Well, when he did eventually return to school, he had about a hundred stitches in his arm and lucky to be alive. :shock:

Re: Westoe Lane Station

Posted: Tue Aug 11, 2009 12:04 am
by jimmywizz
hi Busybea welcome to the boards

Re: Westoe Lane Station

Posted: Tue Aug 11, 2009 11:22 pm
by brian c
The begining c1907..

Image

Near the end c1952..

Image

Re: Westoe Lane Station

Posted: Thu Aug 13, 2009 1:50 am
by malaymac
Brilliant photo's Brian, really good to see them.

The pedestrian bridge over the line, are you able to say, where abouts that would be ?

Re: Westoe Lane Station

Posted: Thu Aug 13, 2009 2:04 am
by Jarrow Pete
malaymac wrote:Brilliant photo's Brian, really good to see them.

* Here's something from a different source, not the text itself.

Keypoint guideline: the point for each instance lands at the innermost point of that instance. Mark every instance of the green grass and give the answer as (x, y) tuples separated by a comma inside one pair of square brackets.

The pedestrian bridge over the line, are you able to say, where abouts that would be ?
Bridge was at top of Spohr terrace just before pit entrance . When I worked at Westoe after Whitburn closed used to cross bridge into Iolanthe Terrace and cross Mowbary Road past the stadium and catch no 12 bus home to Marsden from the bus stop at corner of Westcott Avenue and Horsley Hill Road.

Re: Westoe Lane Station

Posted: Sun Aug 16, 2009 2:38 am
by malaymac
Jarrow Pete wrote:
malaymac wrote:Brilliant photo's Brian, really good to see them.

The pedestrian bridge over the line, are you able to say, where abouts that would be ?
Bridge was at top of Spohr terrace just before pit entrance . When I worked at Westoe after Whitburn closed used to cross bridge into Iolanthe Terrace .
I'm sure that's the same bridge that as a 'young un' in the early sixties, we used to stand on when the trains went underneath.
All us little lads thought it was hilarious to disappear and then reappear from the clouds of steam as the train went by. :?

Re: Westoe Lane Station

Posted: Mon Sep 21, 2009 3:49 pm
by brian c
Westoe Lane 1968.........

Image

Westoe Lane 2009........

Image

Re: Westoe Lane Station

Posted: Thu Jan 27, 2011 3:16 am
by joestone
i was brought up with the rattler running past the bottom of my back garden and i think every kid in the area road the back of the coal wagons it was a sort of right of passage thing. I can rremember the lad losing his leg and my grandmother who if I remember rightly was in her sixties , at the time , and as blind as a bat and deaf as a post , got knockrd over by the rattler and survived. The family story is that when she came to she thought she had had a stroke
the came tough in them days

Re: Westoe Lane Station

Posted: Mon Jan 31, 2011 2:54 am
by ralph
What a great thread, with fascinating memories a photos.